Indeed, today, we understand this extreme shape-memory property to be part of NiTi's super-elastic room temperature phase, but only if the purity is there to reveal it. Otherwise, no one in the world could have known NiTi or any titanium-based alloy of the right combination of elements would show a shape-memory response. You need the extreme purity to have a hope of seeing this property in action. And that was not available by July 1947.
Furthermore, to resist scratching and permanent bends in NiTi requires considerable preparation and ageing to cold work the alloy through regular bending to help enhance its hardness over time. However, no one knew at the time that this was important. In fact, the USAF were actually in a quandary for a long time as to exactly how the Roswell foil attained its incredible hardness and yet remained flexible.
And now we know the Roswell foil has to be a metal and that it contained a significant amount of titanium to explain the toughness properties.

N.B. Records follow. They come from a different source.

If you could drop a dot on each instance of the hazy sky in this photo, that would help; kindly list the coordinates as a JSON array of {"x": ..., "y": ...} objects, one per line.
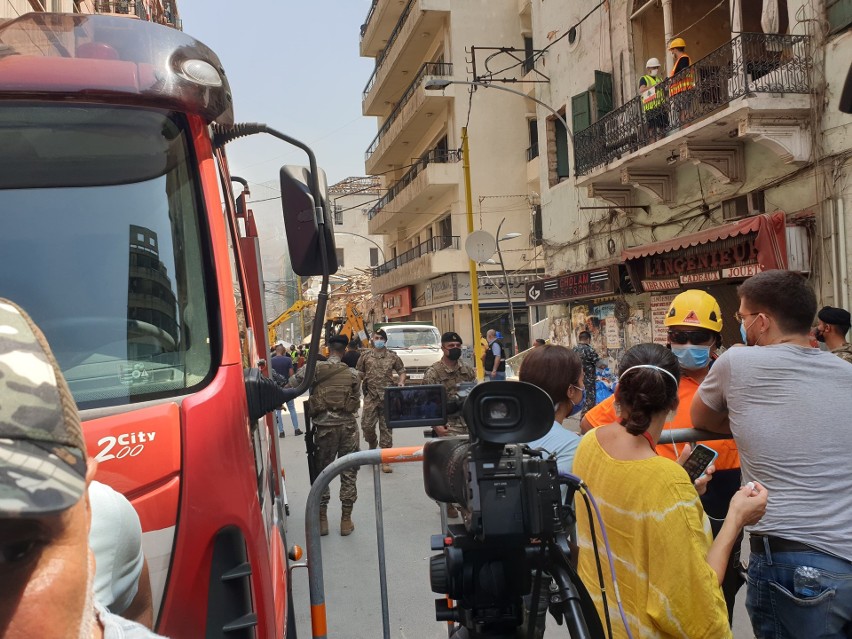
[{"x": 294, "y": 66}]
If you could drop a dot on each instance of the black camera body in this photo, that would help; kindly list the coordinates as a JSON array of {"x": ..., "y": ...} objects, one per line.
[{"x": 515, "y": 523}]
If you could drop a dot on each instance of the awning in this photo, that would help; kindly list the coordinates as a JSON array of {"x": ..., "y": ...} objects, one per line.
[
  {"x": 730, "y": 252},
  {"x": 771, "y": 241}
]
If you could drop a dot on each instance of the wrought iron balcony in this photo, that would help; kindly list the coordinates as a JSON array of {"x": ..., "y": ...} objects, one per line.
[
  {"x": 439, "y": 156},
  {"x": 432, "y": 245},
  {"x": 749, "y": 64},
  {"x": 429, "y": 68},
  {"x": 381, "y": 57}
]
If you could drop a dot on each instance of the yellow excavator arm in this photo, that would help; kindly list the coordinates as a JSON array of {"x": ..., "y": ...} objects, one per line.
[{"x": 298, "y": 306}]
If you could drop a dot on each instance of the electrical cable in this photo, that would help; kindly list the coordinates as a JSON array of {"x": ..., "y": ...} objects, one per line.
[
  {"x": 598, "y": 565},
  {"x": 584, "y": 490}
]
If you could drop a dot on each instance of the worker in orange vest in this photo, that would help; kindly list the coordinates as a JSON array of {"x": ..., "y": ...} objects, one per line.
[{"x": 681, "y": 78}]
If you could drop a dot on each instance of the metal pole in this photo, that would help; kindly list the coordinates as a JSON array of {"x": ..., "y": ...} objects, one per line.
[
  {"x": 316, "y": 586},
  {"x": 474, "y": 279},
  {"x": 508, "y": 291},
  {"x": 380, "y": 542}
]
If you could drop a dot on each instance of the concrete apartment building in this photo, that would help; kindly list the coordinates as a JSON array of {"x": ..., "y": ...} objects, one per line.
[
  {"x": 422, "y": 212},
  {"x": 744, "y": 168},
  {"x": 161, "y": 11}
]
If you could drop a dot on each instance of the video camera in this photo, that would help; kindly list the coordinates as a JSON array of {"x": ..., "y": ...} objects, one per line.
[{"x": 514, "y": 536}]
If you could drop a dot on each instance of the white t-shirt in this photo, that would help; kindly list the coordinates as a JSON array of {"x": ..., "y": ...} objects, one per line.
[{"x": 790, "y": 409}]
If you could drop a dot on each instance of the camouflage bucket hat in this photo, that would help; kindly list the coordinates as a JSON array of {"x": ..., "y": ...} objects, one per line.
[{"x": 42, "y": 452}]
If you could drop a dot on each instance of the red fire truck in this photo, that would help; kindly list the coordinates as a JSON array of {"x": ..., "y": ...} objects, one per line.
[{"x": 116, "y": 240}]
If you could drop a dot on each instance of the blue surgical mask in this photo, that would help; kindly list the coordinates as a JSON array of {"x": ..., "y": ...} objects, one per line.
[
  {"x": 576, "y": 408},
  {"x": 691, "y": 357}
]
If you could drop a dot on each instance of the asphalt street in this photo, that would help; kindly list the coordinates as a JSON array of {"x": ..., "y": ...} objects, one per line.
[{"x": 350, "y": 563}]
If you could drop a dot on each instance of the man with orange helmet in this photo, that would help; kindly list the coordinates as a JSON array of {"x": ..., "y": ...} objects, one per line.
[{"x": 694, "y": 322}]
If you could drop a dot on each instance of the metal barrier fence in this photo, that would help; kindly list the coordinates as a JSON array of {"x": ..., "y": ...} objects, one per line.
[
  {"x": 374, "y": 458},
  {"x": 751, "y": 63}
]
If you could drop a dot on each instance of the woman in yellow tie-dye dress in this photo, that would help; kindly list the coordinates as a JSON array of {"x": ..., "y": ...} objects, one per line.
[{"x": 667, "y": 564}]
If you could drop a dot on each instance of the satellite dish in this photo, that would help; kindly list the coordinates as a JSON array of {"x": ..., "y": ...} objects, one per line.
[{"x": 480, "y": 246}]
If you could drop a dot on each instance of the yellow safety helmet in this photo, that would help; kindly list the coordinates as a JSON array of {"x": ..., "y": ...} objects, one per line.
[{"x": 695, "y": 308}]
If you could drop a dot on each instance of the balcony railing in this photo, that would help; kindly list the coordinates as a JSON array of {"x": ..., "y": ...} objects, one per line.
[
  {"x": 432, "y": 245},
  {"x": 124, "y": 7},
  {"x": 532, "y": 152},
  {"x": 750, "y": 63},
  {"x": 391, "y": 39},
  {"x": 428, "y": 68},
  {"x": 366, "y": 24},
  {"x": 436, "y": 156}
]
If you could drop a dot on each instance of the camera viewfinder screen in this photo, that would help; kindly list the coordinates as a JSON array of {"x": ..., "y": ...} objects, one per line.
[{"x": 414, "y": 406}]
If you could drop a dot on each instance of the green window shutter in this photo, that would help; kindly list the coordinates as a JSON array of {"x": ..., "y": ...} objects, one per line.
[
  {"x": 839, "y": 14},
  {"x": 581, "y": 111},
  {"x": 603, "y": 93}
]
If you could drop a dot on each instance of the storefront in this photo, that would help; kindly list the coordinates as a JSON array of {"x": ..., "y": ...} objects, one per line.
[
  {"x": 624, "y": 305},
  {"x": 715, "y": 260}
]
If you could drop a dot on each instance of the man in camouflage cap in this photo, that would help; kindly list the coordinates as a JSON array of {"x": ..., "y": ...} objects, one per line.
[
  {"x": 450, "y": 372},
  {"x": 377, "y": 366},
  {"x": 333, "y": 405},
  {"x": 47, "y": 570}
]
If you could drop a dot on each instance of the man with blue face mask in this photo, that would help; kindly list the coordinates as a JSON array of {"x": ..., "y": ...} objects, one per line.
[{"x": 694, "y": 326}]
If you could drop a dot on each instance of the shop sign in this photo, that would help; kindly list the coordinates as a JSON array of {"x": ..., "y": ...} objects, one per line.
[
  {"x": 397, "y": 303},
  {"x": 595, "y": 283},
  {"x": 659, "y": 285},
  {"x": 441, "y": 289},
  {"x": 702, "y": 258},
  {"x": 741, "y": 271},
  {"x": 698, "y": 278}
]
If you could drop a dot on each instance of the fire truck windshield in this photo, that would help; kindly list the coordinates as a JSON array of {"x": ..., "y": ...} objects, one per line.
[{"x": 102, "y": 244}]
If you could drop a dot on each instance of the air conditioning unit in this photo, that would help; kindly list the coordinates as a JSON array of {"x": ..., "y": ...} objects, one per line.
[
  {"x": 798, "y": 249},
  {"x": 743, "y": 206}
]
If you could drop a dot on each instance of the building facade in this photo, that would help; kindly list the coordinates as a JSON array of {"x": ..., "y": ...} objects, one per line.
[
  {"x": 422, "y": 213},
  {"x": 160, "y": 11},
  {"x": 736, "y": 165}
]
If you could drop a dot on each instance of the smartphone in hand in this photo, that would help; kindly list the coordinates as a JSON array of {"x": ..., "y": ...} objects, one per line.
[{"x": 698, "y": 461}]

It is time the USAF tells the truth about what it found all those years ago
What exactly is the USAF hiding from the public after all this time? Why can't the military come clean on exactly what it had found? Was it man-made? If so, prove it with a USAF report dated prior to July 1947. And show how it managed to make this shape-memory alloy, and what this alloy actually is. And why the lingering rumours of aliens allegedly having crashed to earth in this part of the world? Were there indeed bodies recovered from the wreckage? If so, who are these "people" that flew the stricken flying object? Why do we not know the names of these people who died in the crash? And what is so sensitive about these people that the world cannot be told who they are?
When combined with the SUNRISE book, Can UFOs Advance Science? Making the Case for a New electromagnetic Technology, we can now appreciate why a shape-memory alloy would be used in an electromagnetic flying object, and how the object would get hit by lightning. There is something important about retaining its original shape to help with its acceleration or hovering in the air.
We are now at the cusp of a major breakthrough in this important case.